O advogado Marcelo Feller também está acompanhando o processo contra Sol e explica que a Polícia Militar entrou com o processo porque sua cliente teria resistido a ser revistada por um homem. Já a queixa de favorecimento pessoal seria porque "ela teria se envolvido na ocorrência para incitar a multidão e propiciar a fuga do acusado. Ela nem conhecia o sujeito e só estava se manifestando, como tantos outros, para que cessassem aquelas agressões".

Como esses crimes são considerados pequenos, Sol teve uma audiência com a promotoria no dia 22 de fevereiro de 2021 na qual foi oferecida uma proposta de transação penal no dia. Ou seja, a maquiadora não precisa assumir que cometeu desacato e favorecimento pessoal, mas deveria aceitar uma proposta para prestação de serviços ou o pagamento de um determinado valor.

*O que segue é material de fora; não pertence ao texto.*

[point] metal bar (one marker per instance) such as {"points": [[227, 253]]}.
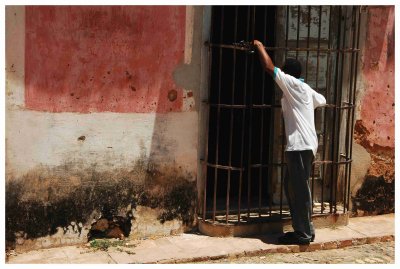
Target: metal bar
{"points": [[230, 46], [335, 120], [353, 17], [218, 117], [282, 123], [308, 39], [207, 126], [317, 88], [225, 167], [253, 17], [298, 31], [243, 121], [319, 45], [354, 100], [262, 123], [328, 85], [349, 106], [312, 188], [340, 92], [231, 120], [271, 135]]}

Marconi argumenta que eles não aceitaram essa proposta. "Ainda que ela não tenha que assumir para ter direito a essa benesse processual, indiretamente ela está assumindo porque ela está aceitando essa penalização. Nós entendemos que deveríamos dar andamento no processo e não fizemos o aceite", afirma Feller.

Os advogados deram andamento no processo e uma nova audiência está marcada para o dia 31 de maio. Além de não aceitar a  proposta de transação penal, Feller também manifestou o desejo para que fosse aberta uma investigação sobre a ação policial do dia em que Sol foi abordada, mas o pedido não foi aceito.

"Um policial pode abordar alguém na rua quando tem fundada suspeita. Isso é um conceito muito amplo e não teria como delimitar fazendo uma regra taxativa. Mas, a partir do momento que uma pessoa é abordada pelo simples fato de estar gravando uma ação policial e se manifestando contra uma agressão física, todos os presentes deveriam ter o mesmo tratamento. A transfobia fica clara quando ela reitera o direito de ser abordada por uma mulher e tem isso negado", declara.

Traumas

Após passar por toda essa situação com a polícia, Sol conta que desenvolveu sequelas psicológicas e precisou buscar ajuda profissional. Ela relata que ficou uma semana sem conseguir sair de casa e ficava com falta de ar quando saia para a rua.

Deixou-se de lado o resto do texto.